The story was also reviewed negatively by literary critics. At the time, Beauvoir's writing was classified as "women's writing," which contributed to her work being reviewed as a "novel for shop-girls" by journalist Bernard Pivot. Moreover, the critic expressed disdain for Beauvoir's turn from respectable philosophy to writing in the romance fiction genre. Literary critic Jacqueline Piatier reviewed the short story similarly, claiming that it was comparable to the "agony aunt" column one might find in Elle. In sum, "The Woman Destroyed" was seen as a piece of work which catered to women's interests that are often perceived as frivolous, irrelevant, and not worthy of philosophical thought. However, as the title of the story implies, Beauvoir wished to depict a woman's pain, and expected her to readers take that pain seriously. While she was disappointed that her general audience seemed to overidentify with Monique and therefore gloss over her faults, she was also unsatisfied with the critics' reluctance to engage with Monique's suffering as something worthy of more serious literary analysis.

== Editions ==

- La Femme rompue, Éditions Gallimard, 1967 ; réédition, Gallimard, coll. « Folio » , 1972 ; réédition, Gallimard, coll. « Folio » , 1978

== Adaptations ==
English actress, Diana Quick, adapted the story "Monologue" for the stage in 2004, titling it "The Woman Destroyed." The adaptation was directed by Richard Cottrell and performed at the 59E59 theaters in New York.

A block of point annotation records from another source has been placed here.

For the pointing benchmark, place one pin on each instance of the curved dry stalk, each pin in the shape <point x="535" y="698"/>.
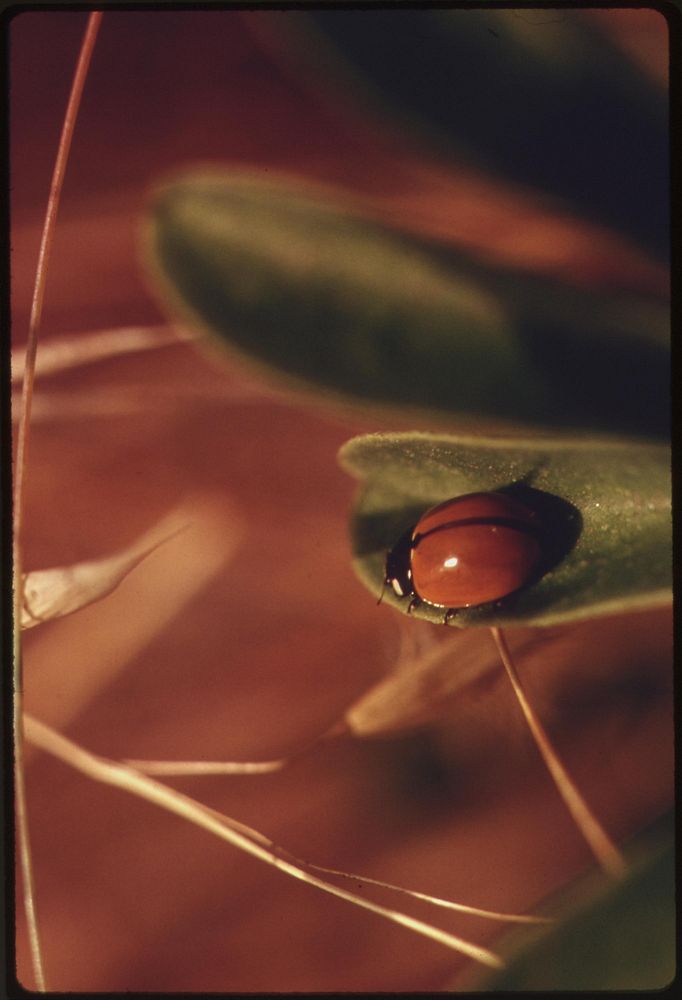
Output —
<point x="605" y="851"/>
<point x="24" y="845"/>
<point x="126" y="778"/>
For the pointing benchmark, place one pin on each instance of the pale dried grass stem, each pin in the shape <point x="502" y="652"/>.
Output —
<point x="603" y="848"/>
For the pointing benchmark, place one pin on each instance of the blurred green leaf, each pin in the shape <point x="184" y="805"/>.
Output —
<point x="315" y="292"/>
<point x="540" y="97"/>
<point x="621" y="938"/>
<point x="605" y="511"/>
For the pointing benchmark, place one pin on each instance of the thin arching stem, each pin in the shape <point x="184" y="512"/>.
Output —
<point x="23" y="840"/>
<point x="605" y="851"/>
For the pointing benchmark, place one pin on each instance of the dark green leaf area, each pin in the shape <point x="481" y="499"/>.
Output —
<point x="624" y="939"/>
<point x="539" y="97"/>
<point x="605" y="512"/>
<point x="342" y="305"/>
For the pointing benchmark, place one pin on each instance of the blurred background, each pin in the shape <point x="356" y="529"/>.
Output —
<point x="248" y="636"/>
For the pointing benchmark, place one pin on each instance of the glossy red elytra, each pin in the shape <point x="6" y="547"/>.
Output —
<point x="468" y="551"/>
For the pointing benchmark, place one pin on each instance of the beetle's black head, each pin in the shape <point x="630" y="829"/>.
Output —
<point x="398" y="573"/>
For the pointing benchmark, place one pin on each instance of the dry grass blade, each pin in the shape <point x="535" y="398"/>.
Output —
<point x="605" y="851"/>
<point x="425" y="679"/>
<point x="24" y="845"/>
<point x="448" y="904"/>
<point x="54" y="593"/>
<point x="126" y="778"/>
<point x="66" y="353"/>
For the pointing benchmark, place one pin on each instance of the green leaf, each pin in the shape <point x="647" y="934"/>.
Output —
<point x="605" y="511"/>
<point x="533" y="96"/>
<point x="297" y="282"/>
<point x="619" y="939"/>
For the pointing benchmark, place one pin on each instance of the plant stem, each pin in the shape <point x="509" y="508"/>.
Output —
<point x="23" y="838"/>
<point x="605" y="851"/>
<point x="245" y="839"/>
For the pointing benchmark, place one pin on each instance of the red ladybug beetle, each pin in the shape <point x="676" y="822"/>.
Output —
<point x="468" y="551"/>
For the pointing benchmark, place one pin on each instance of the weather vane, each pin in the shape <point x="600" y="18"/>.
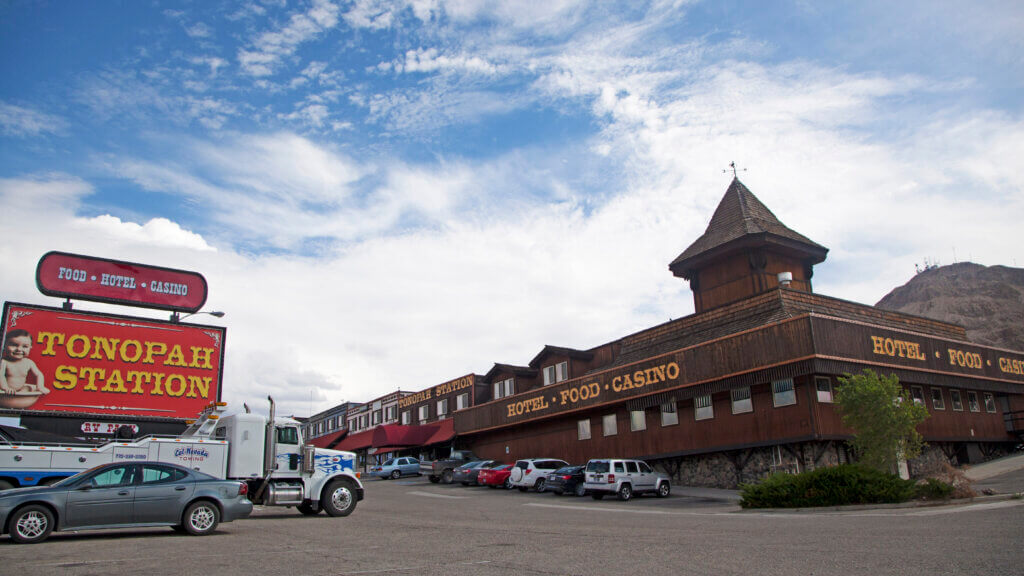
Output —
<point x="733" y="166"/>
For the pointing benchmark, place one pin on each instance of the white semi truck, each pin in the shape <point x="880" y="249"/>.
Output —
<point x="265" y="453"/>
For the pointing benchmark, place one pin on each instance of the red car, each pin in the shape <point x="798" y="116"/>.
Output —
<point x="498" y="476"/>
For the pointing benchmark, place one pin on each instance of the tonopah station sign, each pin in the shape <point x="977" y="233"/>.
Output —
<point x="87" y="278"/>
<point x="64" y="361"/>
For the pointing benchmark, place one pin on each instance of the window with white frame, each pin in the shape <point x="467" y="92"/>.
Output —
<point x="583" y="429"/>
<point x="989" y="402"/>
<point x="822" y="386"/>
<point x="638" y="420"/>
<point x="669" y="415"/>
<point x="704" y="409"/>
<point x="918" y="394"/>
<point x="741" y="400"/>
<point x="783" y="393"/>
<point x="608" y="425"/>
<point x="954" y="401"/>
<point x="972" y="401"/>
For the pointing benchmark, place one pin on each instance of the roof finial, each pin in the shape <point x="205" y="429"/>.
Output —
<point x="733" y="166"/>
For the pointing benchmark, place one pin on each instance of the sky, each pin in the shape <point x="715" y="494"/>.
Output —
<point x="389" y="195"/>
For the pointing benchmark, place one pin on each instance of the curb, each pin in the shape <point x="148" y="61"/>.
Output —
<point x="910" y="504"/>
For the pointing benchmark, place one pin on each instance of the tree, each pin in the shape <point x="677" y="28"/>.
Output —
<point x="884" y="418"/>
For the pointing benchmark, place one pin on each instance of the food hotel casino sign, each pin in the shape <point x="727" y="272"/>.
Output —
<point x="72" y="276"/>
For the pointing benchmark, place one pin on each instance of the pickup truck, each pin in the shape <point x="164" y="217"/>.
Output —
<point x="442" y="470"/>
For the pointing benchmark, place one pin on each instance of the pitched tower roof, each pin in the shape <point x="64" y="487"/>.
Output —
<point x="742" y="221"/>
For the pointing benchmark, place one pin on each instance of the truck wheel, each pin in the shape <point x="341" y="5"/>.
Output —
<point x="31" y="524"/>
<point x="201" y="518"/>
<point x="338" y="498"/>
<point x="625" y="492"/>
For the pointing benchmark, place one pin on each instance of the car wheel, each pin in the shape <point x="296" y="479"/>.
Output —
<point x="338" y="498"/>
<point x="201" y="518"/>
<point x="31" y="524"/>
<point x="625" y="492"/>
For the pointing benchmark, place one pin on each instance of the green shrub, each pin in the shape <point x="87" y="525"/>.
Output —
<point x="933" y="489"/>
<point x="835" y="486"/>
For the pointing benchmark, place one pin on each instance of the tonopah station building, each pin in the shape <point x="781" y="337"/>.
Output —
<point x="744" y="385"/>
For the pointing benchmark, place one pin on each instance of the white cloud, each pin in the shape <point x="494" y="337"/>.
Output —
<point x="24" y="122"/>
<point x="270" y="47"/>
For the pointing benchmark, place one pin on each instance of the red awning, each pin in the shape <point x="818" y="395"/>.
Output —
<point x="444" y="433"/>
<point x="356" y="441"/>
<point x="328" y="439"/>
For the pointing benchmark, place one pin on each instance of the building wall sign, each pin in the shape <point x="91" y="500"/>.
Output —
<point x="64" y="361"/>
<point x="100" y="280"/>
<point x="437" y="392"/>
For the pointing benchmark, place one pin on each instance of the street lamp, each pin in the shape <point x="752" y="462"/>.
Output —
<point x="175" y="318"/>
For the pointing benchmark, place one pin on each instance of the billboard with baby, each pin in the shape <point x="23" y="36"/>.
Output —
<point x="65" y="361"/>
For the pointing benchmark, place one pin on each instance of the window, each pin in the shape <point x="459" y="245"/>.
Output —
<point x="783" y="393"/>
<point x="989" y="403"/>
<point x="741" y="400"/>
<point x="823" y="386"/>
<point x="954" y="401"/>
<point x="669" y="415"/>
<point x="288" y="435"/>
<point x="638" y="420"/>
<point x="608" y="426"/>
<point x="918" y="394"/>
<point x="972" y="401"/>
<point x="704" y="409"/>
<point x="583" y="429"/>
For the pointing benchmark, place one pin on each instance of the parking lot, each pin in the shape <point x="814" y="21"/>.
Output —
<point x="411" y="526"/>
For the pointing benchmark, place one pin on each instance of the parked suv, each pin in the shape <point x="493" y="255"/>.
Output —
<point x="532" y="472"/>
<point x="624" y="478"/>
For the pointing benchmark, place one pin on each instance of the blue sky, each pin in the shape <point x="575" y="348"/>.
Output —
<point x="390" y="195"/>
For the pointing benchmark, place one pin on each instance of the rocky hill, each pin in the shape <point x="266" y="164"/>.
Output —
<point x="988" y="301"/>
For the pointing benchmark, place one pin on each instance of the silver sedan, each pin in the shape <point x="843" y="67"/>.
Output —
<point x="124" y="495"/>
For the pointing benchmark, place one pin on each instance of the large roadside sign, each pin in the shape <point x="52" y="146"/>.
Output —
<point x="64" y="361"/>
<point x="101" y="280"/>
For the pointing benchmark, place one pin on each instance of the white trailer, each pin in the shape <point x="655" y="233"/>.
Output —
<point x="266" y="453"/>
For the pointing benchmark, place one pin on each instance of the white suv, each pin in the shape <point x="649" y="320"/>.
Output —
<point x="624" y="478"/>
<point x="532" y="472"/>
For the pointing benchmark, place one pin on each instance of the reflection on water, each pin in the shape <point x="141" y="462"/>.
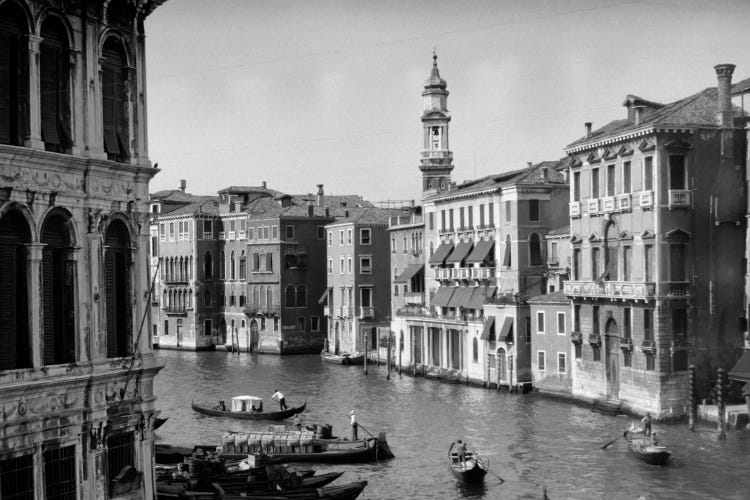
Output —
<point x="530" y="441"/>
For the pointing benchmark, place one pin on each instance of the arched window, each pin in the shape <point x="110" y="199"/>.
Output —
<point x="114" y="102"/>
<point x="117" y="285"/>
<point x="58" y="292"/>
<point x="535" y="250"/>
<point x="289" y="296"/>
<point x="302" y="296"/>
<point x="14" y="327"/>
<point x="243" y="266"/>
<point x="14" y="75"/>
<point x="54" y="85"/>
<point x="208" y="266"/>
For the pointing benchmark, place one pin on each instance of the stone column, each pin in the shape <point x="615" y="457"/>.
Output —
<point x="34" y="139"/>
<point x="34" y="293"/>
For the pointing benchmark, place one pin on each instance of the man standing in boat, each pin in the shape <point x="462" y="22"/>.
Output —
<point x="355" y="425"/>
<point x="280" y="398"/>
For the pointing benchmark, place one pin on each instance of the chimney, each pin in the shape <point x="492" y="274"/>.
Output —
<point x="725" y="116"/>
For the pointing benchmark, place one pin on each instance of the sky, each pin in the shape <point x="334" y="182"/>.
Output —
<point x="298" y="93"/>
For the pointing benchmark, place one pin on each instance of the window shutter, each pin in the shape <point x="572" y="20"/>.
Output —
<point x="7" y="307"/>
<point x="110" y="304"/>
<point x="48" y="313"/>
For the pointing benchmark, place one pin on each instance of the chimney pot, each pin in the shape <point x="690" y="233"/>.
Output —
<point x="725" y="116"/>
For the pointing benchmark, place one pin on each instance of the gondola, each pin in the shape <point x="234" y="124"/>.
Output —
<point x="356" y="358"/>
<point x="245" y="408"/>
<point x="471" y="470"/>
<point x="642" y="448"/>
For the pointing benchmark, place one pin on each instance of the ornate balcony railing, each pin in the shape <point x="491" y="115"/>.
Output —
<point x="679" y="198"/>
<point x="610" y="289"/>
<point x="623" y="202"/>
<point x="646" y="199"/>
<point x="575" y="209"/>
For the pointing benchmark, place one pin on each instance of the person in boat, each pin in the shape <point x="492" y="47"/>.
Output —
<point x="280" y="398"/>
<point x="355" y="425"/>
<point x="646" y="421"/>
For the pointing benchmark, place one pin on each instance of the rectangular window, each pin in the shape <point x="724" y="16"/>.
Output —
<point x="648" y="173"/>
<point x="594" y="182"/>
<point x="626" y="177"/>
<point x="610" y="180"/>
<point x="540" y="322"/>
<point x="534" y="210"/>
<point x="365" y="265"/>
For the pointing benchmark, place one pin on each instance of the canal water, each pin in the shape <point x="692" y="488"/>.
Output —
<point x="532" y="442"/>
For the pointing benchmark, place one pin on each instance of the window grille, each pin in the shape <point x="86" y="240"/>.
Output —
<point x="17" y="478"/>
<point x="60" y="473"/>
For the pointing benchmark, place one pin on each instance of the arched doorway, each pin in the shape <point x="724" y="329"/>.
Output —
<point x="502" y="367"/>
<point x="613" y="359"/>
<point x="254" y="335"/>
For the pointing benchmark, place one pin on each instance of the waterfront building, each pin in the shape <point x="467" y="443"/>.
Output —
<point x="76" y="370"/>
<point x="658" y="233"/>
<point x="484" y="242"/>
<point x="357" y="298"/>
<point x="550" y="344"/>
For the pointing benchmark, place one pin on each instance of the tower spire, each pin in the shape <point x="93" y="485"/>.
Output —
<point x="437" y="160"/>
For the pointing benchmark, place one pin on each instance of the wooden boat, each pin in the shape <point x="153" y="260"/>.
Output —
<point x="356" y="358"/>
<point x="642" y="448"/>
<point x="304" y="447"/>
<point x="348" y="491"/>
<point x="471" y="470"/>
<point x="246" y="408"/>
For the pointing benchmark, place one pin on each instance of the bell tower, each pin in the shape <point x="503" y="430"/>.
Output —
<point x="436" y="161"/>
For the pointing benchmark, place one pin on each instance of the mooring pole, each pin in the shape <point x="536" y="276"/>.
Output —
<point x="720" y="389"/>
<point x="691" y="387"/>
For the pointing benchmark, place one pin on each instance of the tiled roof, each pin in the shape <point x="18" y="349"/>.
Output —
<point x="697" y="110"/>
<point x="549" y="298"/>
<point x="529" y="175"/>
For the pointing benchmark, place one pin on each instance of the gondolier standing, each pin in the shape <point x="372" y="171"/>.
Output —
<point x="355" y="425"/>
<point x="280" y="398"/>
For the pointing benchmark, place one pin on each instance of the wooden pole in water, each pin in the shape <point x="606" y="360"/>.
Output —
<point x="691" y="387"/>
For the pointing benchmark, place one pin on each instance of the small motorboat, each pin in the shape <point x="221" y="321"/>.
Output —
<point x="247" y="408"/>
<point x="644" y="448"/>
<point x="355" y="358"/>
<point x="472" y="469"/>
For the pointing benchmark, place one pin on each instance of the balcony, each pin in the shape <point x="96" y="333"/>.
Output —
<point x="623" y="202"/>
<point x="608" y="204"/>
<point x="610" y="289"/>
<point x="592" y="206"/>
<point x="646" y="199"/>
<point x="482" y="273"/>
<point x="415" y="298"/>
<point x="575" y="209"/>
<point x="679" y="198"/>
<point x="648" y="346"/>
<point x="626" y="344"/>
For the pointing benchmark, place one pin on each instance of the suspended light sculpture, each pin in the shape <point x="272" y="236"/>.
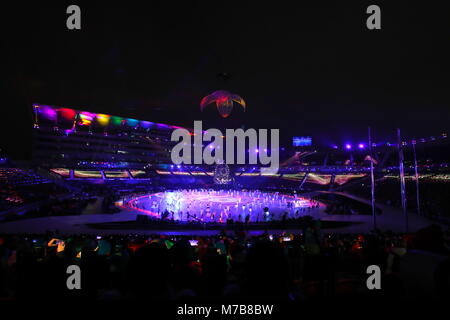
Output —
<point x="224" y="101"/>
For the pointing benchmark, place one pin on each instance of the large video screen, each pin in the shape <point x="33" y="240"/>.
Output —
<point x="301" y="141"/>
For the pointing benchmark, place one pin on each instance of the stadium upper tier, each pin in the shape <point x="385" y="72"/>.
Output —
<point x="71" y="139"/>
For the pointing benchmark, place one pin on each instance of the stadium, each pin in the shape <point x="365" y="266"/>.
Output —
<point x="87" y="176"/>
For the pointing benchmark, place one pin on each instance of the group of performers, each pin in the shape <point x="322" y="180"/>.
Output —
<point x="213" y="206"/>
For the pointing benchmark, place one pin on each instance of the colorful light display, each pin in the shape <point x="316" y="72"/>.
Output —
<point x="103" y="119"/>
<point x="224" y="101"/>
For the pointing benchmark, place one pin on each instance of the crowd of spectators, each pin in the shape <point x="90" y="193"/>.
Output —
<point x="306" y="266"/>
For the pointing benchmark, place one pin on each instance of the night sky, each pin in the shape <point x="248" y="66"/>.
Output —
<point x="312" y="68"/>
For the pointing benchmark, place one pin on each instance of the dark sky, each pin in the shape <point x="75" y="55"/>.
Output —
<point x="312" y="68"/>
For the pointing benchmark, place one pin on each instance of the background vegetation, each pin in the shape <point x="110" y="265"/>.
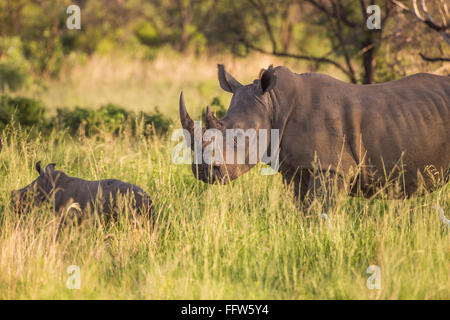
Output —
<point x="102" y="102"/>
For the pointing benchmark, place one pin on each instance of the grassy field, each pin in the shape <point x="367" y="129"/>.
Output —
<point x="246" y="240"/>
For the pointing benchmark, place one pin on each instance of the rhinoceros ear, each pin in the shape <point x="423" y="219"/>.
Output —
<point x="38" y="167"/>
<point x="267" y="79"/>
<point x="50" y="168"/>
<point x="226" y="80"/>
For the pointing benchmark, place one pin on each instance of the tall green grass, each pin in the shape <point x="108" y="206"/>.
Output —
<point x="245" y="240"/>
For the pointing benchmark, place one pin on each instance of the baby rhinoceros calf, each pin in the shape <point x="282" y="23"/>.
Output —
<point x="64" y="192"/>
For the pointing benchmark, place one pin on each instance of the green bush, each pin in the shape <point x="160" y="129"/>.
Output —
<point x="108" y="118"/>
<point x="159" y="122"/>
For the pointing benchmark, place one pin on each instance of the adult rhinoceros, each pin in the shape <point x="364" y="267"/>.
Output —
<point x="381" y="132"/>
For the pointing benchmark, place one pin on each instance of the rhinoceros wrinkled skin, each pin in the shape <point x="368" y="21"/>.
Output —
<point x="61" y="191"/>
<point x="397" y="130"/>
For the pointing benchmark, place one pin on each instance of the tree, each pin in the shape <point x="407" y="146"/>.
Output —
<point x="424" y="15"/>
<point x="343" y="23"/>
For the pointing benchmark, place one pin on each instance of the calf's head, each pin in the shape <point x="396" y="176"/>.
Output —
<point x="239" y="131"/>
<point x="37" y="192"/>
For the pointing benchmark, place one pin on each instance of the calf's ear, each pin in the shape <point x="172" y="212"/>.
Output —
<point x="39" y="168"/>
<point x="226" y="80"/>
<point x="267" y="79"/>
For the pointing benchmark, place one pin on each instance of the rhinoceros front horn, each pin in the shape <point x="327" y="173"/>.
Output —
<point x="186" y="121"/>
<point x="211" y="121"/>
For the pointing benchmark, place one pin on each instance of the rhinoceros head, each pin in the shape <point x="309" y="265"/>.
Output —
<point x="250" y="111"/>
<point x="36" y="192"/>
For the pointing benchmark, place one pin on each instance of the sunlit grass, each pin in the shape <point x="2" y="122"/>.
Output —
<point x="239" y="241"/>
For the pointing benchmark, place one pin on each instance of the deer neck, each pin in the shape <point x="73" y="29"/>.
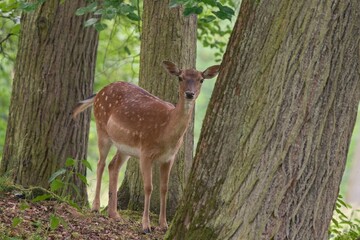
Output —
<point x="180" y="117"/>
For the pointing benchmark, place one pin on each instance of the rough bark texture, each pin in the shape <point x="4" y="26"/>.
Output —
<point x="166" y="35"/>
<point x="275" y="137"/>
<point x="54" y="69"/>
<point x="353" y="188"/>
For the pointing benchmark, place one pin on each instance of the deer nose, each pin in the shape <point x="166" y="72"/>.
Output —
<point x="189" y="95"/>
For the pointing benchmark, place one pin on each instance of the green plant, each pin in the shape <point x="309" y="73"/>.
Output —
<point x="344" y="226"/>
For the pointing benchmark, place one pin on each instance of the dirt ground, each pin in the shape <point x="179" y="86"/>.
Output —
<point x="50" y="219"/>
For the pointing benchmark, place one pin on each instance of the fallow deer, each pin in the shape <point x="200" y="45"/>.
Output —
<point x="143" y="126"/>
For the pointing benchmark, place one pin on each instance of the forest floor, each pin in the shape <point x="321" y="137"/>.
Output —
<point x="23" y="218"/>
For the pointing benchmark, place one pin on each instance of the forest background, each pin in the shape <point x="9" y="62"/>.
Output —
<point x="118" y="59"/>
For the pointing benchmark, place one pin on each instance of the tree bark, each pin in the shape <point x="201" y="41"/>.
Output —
<point x="54" y="69"/>
<point x="275" y="137"/>
<point x="166" y="35"/>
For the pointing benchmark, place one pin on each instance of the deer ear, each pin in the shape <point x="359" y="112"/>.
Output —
<point x="171" y="68"/>
<point x="211" y="72"/>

In France, the collection was adapted for the stage under the title "La Femme rompue: monologue", directed by Steve Suissa, starring Évelyne Bouix, at the Théâtre de l'Atelier (the premiere took place on 5 October 2007). It was then revived in a production directed by Hélène Fillières, starring Josiane Balasko, at the théâtre Hébertot (the premiere took place on 15 February 2018).

Two French films have been made based on the collection: La Femme rompue (1978) by Josée Dayan; and Le Monologue de la femme rompue (1988) by Jacques Doazan with Françoise Lebrun.

The Austrian actress Erika Pluhar performed in the 1980s in the one-woman play Eine gebrochene Frau, Monique's soliloquy, directed by Margarethe Krajanek.